You work in banking for about 10 years, you spot a gap in the market, and you launch a start-up – that’s how you’re supposed to break into fintech. But that’s not the path that Gerben Visser took.
From 1999 to 2011 he worked in banking, initially for Citi in his native Holland and then for BAML and RBS in London. At RBS Visser reached director level in the global banking and markets division and was on course to make MD.
“But by 2011 I wanted to take control of my career and not have it dictated by an HR manager,” he says. “Banks had given me great exposure, but I needed to do something more meaningful.”
Visser decided he would move into fintech and move to Singapore, a country which at the time had “no fintech infrastructure to speak of”.
“I took an educated guess that because the Singapore government is pro-business and good at executing its plans, it would soon start pushing Singapore as a fintech hub, just as it had done in other industries. I wanted to get my hands in at an early stage,” he explains.
“I also moved here because Singapore is entrepreneurial, is a gateway into the region, and is a big city without many of the big-city problems you get in a place like London, such as bad public transport.”
Instead of launching his own specialist tech company, however, Visser wanted to play a wider role in putting Singapore on the global fintech map. “It was becoming apparent that fintech in the US and Europe was coming together as an ecosystem – I wanted to encourage a similar thing in Singapore,” he says.
In 2012 Visser launched IncubAsia Ventures, an early-stage VC company which has invested in several tech start-ups across Asia Pacific. Two years later he co-founded the Singapore FinTech Consortium, an incubator platform which organises industry events, helps local fintech firms with research, and links them to government bodies, financial institutions, corporates, and investors.
“There are more than 300 start-ups in Singapore and global fintechs are moving here too – the consortium is a way to bring this sector together,” says Visser.
He believes most Singapore start-ups should target Southeast Asia if they are to succeed long term. They should also play to Singapore’s current strengths as a financial centre: asset management and wealth management, for example, rather than investment banking.
“While Singapore only has 5m people, it can become a global fintech powerhouse because of its connections to Southeast Asia, which has 600m. Many consumers and companies there are under-banked and might naturally turn to mobile fintech rather than traditional lenders,” says Visser.
“There’s now a broad range of start-ups here focused on financial inclusion, which is a real issue in Southeast Asia – whether that’s for SMEs or for handling remittance for migrant workers,” he adds.
Visser doesn’t think Singapore is in competition with Hong Kong to become the preeminent centre for Asian fintech. “The better question is, how do the two cities work together to build cross-border businesses?
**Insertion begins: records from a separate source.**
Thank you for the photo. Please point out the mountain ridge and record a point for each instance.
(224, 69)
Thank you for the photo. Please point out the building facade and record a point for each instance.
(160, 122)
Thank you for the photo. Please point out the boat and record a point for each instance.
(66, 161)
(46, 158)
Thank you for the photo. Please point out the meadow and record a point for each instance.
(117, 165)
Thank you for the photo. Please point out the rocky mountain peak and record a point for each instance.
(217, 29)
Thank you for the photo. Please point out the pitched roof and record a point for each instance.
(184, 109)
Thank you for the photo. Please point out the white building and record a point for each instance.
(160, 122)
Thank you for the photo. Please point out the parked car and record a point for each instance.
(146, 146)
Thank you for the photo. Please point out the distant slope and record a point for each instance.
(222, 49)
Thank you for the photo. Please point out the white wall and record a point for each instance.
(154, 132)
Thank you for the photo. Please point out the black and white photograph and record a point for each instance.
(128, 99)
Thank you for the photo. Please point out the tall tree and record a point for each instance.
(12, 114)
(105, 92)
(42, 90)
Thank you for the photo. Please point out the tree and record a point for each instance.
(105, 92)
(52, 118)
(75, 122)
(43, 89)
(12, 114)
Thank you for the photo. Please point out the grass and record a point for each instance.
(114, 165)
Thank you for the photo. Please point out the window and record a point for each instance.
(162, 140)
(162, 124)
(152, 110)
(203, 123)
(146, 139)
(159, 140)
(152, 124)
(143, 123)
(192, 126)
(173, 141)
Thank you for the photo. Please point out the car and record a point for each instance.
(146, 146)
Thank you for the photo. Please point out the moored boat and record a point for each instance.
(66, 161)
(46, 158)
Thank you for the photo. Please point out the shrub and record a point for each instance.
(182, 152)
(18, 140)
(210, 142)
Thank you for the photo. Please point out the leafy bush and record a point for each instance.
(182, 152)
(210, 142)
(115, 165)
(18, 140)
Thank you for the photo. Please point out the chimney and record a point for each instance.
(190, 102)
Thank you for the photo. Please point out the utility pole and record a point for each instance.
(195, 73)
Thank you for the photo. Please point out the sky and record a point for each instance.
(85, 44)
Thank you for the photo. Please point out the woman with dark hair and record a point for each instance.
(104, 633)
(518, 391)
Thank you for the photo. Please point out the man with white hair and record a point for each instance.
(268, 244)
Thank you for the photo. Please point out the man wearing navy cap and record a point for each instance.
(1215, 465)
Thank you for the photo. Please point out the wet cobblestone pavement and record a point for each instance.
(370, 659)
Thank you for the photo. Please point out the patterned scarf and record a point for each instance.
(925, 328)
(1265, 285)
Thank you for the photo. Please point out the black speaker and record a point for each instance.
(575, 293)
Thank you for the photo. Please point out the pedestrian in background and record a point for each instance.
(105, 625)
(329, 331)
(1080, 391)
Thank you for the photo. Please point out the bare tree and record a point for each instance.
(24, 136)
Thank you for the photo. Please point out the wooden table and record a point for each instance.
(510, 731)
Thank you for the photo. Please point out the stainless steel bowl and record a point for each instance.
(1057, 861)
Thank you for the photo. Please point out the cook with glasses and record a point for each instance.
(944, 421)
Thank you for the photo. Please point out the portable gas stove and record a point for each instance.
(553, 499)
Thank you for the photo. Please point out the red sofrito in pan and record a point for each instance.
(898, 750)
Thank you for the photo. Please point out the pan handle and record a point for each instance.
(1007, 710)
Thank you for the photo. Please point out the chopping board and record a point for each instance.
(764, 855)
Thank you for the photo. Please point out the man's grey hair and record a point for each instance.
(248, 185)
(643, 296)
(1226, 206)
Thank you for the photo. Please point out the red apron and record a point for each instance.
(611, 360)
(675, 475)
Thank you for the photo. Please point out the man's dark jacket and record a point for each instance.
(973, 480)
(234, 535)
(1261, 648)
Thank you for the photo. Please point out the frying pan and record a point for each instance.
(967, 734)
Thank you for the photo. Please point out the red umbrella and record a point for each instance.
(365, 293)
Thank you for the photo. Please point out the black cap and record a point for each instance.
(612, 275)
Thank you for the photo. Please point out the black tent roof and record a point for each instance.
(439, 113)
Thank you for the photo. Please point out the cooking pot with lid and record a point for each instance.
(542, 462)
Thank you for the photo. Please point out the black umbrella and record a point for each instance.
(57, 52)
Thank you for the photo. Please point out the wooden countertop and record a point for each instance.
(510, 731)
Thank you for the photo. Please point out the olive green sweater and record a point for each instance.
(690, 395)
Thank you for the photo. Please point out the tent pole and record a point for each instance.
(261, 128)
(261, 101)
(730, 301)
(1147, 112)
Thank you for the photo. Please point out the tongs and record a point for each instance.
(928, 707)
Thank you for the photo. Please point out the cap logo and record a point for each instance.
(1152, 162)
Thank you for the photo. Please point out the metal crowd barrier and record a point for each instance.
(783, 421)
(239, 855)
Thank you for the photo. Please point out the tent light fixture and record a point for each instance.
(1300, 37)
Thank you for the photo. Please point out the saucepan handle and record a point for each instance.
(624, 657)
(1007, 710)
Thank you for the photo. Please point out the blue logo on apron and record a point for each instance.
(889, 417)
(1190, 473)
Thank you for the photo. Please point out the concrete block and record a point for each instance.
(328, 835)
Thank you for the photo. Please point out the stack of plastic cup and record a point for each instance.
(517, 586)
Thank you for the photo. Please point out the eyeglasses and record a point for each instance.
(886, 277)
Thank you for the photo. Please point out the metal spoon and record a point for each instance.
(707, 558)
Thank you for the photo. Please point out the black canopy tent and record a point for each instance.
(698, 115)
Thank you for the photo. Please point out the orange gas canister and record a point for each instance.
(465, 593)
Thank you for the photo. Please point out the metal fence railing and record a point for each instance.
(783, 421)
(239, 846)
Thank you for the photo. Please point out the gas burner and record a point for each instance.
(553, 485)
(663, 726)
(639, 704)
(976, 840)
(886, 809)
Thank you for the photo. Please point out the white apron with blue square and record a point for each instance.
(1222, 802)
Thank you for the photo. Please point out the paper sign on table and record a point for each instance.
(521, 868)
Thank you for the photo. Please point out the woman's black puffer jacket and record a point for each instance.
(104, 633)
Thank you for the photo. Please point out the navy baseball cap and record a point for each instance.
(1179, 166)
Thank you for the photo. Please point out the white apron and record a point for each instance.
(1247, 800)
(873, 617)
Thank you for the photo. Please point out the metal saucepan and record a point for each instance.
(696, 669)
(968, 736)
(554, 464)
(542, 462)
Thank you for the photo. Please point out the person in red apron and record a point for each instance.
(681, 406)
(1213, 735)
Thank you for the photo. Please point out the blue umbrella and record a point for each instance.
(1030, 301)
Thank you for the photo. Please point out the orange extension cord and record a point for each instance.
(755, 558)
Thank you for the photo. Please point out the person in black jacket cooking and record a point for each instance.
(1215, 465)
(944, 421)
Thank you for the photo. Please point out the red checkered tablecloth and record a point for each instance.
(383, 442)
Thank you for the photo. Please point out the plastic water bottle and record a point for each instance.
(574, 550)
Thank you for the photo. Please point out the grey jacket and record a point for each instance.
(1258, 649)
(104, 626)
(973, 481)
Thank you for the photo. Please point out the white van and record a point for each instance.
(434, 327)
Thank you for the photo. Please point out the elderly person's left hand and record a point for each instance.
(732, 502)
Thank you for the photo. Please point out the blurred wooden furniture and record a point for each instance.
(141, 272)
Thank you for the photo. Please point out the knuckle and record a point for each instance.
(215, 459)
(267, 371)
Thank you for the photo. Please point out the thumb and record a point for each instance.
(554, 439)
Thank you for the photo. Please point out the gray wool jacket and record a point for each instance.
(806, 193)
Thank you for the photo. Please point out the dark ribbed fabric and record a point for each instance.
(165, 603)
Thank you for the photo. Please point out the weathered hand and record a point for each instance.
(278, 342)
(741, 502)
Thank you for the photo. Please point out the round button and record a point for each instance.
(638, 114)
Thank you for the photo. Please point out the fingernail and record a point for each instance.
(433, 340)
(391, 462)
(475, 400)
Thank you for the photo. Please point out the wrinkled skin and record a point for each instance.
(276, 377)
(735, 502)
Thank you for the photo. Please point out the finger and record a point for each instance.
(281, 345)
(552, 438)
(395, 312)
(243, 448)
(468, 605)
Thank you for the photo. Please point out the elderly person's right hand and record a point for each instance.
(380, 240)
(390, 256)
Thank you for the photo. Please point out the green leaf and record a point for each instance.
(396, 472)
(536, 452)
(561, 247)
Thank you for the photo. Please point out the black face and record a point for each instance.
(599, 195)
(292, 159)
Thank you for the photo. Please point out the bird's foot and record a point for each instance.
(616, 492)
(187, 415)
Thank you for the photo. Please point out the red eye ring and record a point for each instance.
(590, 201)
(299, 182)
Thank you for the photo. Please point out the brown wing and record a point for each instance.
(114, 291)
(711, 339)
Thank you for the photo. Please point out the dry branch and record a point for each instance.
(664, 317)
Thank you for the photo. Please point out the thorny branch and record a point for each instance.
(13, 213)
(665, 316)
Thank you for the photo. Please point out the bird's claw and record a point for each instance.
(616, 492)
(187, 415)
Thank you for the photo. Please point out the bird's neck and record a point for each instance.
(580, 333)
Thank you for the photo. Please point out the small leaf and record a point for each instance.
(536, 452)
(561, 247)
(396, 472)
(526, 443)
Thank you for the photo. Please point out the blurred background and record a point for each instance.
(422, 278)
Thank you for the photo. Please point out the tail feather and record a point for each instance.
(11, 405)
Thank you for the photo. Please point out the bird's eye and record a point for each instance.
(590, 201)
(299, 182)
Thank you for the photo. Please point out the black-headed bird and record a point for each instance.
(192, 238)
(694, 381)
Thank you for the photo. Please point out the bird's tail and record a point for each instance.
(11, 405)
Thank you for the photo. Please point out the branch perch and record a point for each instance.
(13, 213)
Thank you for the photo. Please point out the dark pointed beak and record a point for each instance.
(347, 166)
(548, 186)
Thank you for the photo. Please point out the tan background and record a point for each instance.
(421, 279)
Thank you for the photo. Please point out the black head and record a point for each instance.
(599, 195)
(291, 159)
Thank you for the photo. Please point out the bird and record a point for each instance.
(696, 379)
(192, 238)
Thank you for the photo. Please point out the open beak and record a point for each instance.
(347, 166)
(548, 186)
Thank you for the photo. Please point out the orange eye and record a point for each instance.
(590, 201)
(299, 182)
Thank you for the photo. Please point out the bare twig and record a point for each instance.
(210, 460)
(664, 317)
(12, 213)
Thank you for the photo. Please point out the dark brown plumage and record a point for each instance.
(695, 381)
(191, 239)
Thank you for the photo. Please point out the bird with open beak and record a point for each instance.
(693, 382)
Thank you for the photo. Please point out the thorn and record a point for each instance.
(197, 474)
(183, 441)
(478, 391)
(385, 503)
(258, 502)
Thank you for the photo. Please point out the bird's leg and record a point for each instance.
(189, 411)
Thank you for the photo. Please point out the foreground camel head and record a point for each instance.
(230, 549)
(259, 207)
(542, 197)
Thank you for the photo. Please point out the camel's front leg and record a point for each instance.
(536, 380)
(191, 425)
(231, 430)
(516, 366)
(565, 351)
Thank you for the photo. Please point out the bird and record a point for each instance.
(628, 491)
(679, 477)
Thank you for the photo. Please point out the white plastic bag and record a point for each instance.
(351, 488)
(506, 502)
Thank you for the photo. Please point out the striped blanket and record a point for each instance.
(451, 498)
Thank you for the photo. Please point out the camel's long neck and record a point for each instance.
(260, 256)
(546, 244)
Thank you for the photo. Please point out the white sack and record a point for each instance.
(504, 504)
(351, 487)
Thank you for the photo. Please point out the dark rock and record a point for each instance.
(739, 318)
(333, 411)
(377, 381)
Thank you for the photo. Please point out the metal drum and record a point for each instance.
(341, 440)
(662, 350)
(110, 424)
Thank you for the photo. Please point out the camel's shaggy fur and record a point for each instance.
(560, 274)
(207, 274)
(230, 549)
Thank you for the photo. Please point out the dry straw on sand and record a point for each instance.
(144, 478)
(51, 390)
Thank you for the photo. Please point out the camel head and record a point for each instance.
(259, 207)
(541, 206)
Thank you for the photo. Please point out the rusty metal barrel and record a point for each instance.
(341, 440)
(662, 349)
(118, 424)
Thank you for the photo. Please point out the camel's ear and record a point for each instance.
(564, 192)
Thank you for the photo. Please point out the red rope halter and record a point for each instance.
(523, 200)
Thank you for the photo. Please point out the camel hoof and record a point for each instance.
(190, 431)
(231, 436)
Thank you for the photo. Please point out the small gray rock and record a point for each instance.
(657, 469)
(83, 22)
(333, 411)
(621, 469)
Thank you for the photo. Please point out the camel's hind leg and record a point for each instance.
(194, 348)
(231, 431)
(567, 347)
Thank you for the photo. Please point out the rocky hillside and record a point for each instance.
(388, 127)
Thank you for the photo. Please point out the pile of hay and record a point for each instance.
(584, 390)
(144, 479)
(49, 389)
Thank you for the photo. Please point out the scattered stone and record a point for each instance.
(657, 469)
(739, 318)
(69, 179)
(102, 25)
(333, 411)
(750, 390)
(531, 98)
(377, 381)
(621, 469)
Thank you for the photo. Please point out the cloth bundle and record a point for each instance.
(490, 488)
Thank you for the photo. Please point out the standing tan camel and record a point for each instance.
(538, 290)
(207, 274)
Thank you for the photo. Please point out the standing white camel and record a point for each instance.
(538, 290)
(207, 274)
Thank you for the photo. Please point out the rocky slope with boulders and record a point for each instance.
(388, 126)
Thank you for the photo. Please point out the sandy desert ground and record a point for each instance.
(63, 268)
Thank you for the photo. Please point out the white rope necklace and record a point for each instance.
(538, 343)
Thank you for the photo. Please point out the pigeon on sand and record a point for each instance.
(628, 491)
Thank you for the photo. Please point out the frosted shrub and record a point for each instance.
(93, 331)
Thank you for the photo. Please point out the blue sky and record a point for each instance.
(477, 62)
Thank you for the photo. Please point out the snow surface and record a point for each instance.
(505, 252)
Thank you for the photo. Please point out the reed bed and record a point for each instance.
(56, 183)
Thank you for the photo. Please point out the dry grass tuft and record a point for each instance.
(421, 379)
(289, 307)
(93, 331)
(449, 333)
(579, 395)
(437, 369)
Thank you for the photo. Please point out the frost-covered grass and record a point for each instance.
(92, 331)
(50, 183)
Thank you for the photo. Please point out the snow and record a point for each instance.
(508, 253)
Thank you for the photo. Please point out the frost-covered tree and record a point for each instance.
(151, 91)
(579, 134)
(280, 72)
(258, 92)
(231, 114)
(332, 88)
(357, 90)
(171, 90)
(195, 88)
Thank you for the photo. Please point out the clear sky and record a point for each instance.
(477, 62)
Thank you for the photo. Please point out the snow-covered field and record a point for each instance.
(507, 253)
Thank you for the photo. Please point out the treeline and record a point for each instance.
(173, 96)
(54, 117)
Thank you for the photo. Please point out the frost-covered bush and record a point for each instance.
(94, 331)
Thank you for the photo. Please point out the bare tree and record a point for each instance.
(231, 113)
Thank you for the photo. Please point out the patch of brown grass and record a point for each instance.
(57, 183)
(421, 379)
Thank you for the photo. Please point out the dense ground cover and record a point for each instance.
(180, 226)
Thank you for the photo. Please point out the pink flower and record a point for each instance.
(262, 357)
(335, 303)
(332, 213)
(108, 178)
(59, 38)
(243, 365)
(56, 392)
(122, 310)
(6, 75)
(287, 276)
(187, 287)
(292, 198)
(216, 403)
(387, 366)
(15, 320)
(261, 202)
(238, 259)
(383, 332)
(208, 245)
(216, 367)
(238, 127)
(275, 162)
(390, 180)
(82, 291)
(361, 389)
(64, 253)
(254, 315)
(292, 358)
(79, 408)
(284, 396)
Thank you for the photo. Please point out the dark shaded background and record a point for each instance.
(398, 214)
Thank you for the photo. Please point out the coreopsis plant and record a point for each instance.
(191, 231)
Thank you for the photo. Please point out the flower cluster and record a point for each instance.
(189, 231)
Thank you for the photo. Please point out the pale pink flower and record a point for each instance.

Can the two regulators do more passporting, for example, so a fintech started in one market can easily set up operations in the other?”
The Singapore FinTech Consortium is recruiting this year, says Vesser. “We’re now in growth stage ourselves and are looking for people in roles such as business development, marketing and research.”
“In fintech, you need to find someone with the right personality – who’s prepared to share the pain of the business,” he adds. “But it’s becoming less difficult to hire in Singapore fintech as people understand that the big banks won’t always provide a secure long-term career.”
Visser says moving from being a banker to an entrepreneur himself was still a “big change”. “You have to alter your mindset and accept failure – see it as ok.”
“When I was in IBD the landscape was pretty simple – 10 or so banks competing against each other. Now in fintech it’s totally different. It’s about open-sourced technology, it’s decentralised, and it’s about collaborating.”